## DRKG Jaccard score analysis
This notebook performs an similarity analysis of different link types in the DRKG based on the overlap of the nodes and edges among these edge type.  Speciffically, we report the Jaccard score for edges and nodes and also an edge overlap score among edge types. For definitions of the scores see this notebook and the paper. These scores helps us assess the quality of the constructed DRKG

In [1]:
import pandas as pd
import numpy as np
import dgl
import sys
sys.path.insert(1, '../utils')
from utils import download_and_extract
download_and_extract()
drkg_file = '../data/drkg/drkg.tsv'
df = pd.read_csv(drkg_file, sep="\t")
triplets = df.values.tolist()

Using backend: pytorch


Download finished. Unzipping the file...


Find unique entities

In [2]:
entity_dictionary={}
def insert_entry(entry,ent_type,dic):
    if ent_type not in dic:
        dic[ent_type]={}
    ent_n_id=len(dic[ent_type])
    if entry not in dic[ent_type]:
         dic[ent_type][entry]=ent_n_id
    return dic

for triple in triplets:
    src = triple[0]
    split_src=src.split('::')
    src_type=split_src[0]
    dest = triple[2]
    split_dest=dest.split('::')
    dest_type=split_dest[0]
    insert_entry(src,src_type,entity_dictionary)
    insert_entry(dest,dest_type,entity_dictionary)
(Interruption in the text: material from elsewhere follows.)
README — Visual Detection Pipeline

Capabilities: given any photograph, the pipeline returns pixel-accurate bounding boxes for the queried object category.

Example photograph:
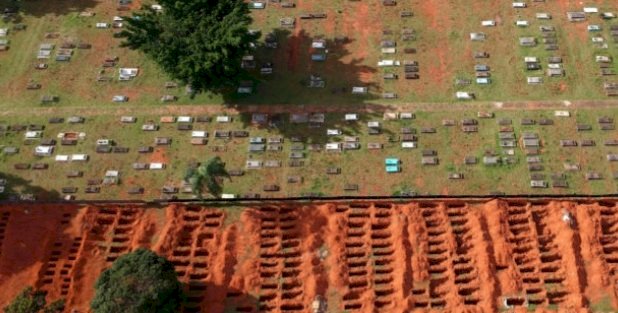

Next we find for each edge_type the distinct nodes and edges.

In [3]:
edge_dictionary={}
node_dictionary={}
for triple in triplets:
    src = triple[0]
    split_src=src.split('::')
    src_type=split_src[0]
    dest = triple[2]
    split_dest=dest.split('::')
    dest_type=split_dest[0]
    
    src_int_id=entity_dictionary[src_type][src]
    dest_int_id=entity_dictionary[dest_type][dest]
    
    pair=[(src_int_id,dest_int_id)]
    etype=triple[1]
    if etype in edge_dictionary:
        edge_dictionary[etype]+=pair
    else:
        edge_dictionary[etype]=pair
    if etype in node_dictionary:
        node_dictionary[etype].add(src_int_id)
        node_dictionary[etype].add(dest_int_id)
    else:
        node_dictionary[etype]=set()   
        node_dictionary[etype].add(src_int_id)
        node_dictionary[etype].add(dest_int_id)

## Score Calculation

Next we calculate the Jaccard index for nodes and edges and each edge type https://en.wikipedia.org/wiki/Jaccard_index. We also calculate what the overlap coefficient https://en.wikipedia.org/wiki/Overlap_coefficient 

In [4]:
jacard_pair_info=['edge_type_1\tedge_type_2\tJancard-edge\tJancard-node\tPct of edges included in smaller set\n']
keys=list(edge_dictionary.keys())
for i in range(len(keys)):
    for k in range(i+1,len(keys)):
        e1=keys[i]
        e2=keys[k]
        e1_ed=set(edge_dictionary[e1])
        e2_ed=set(edge_dictionary[e2])
        common_edges=e1_ed.intersection(e2_ed)
        union_edges=e1_ed.union(e2_ed)
        jacard_edge=float(len(common_edges)/(len(union_edges)))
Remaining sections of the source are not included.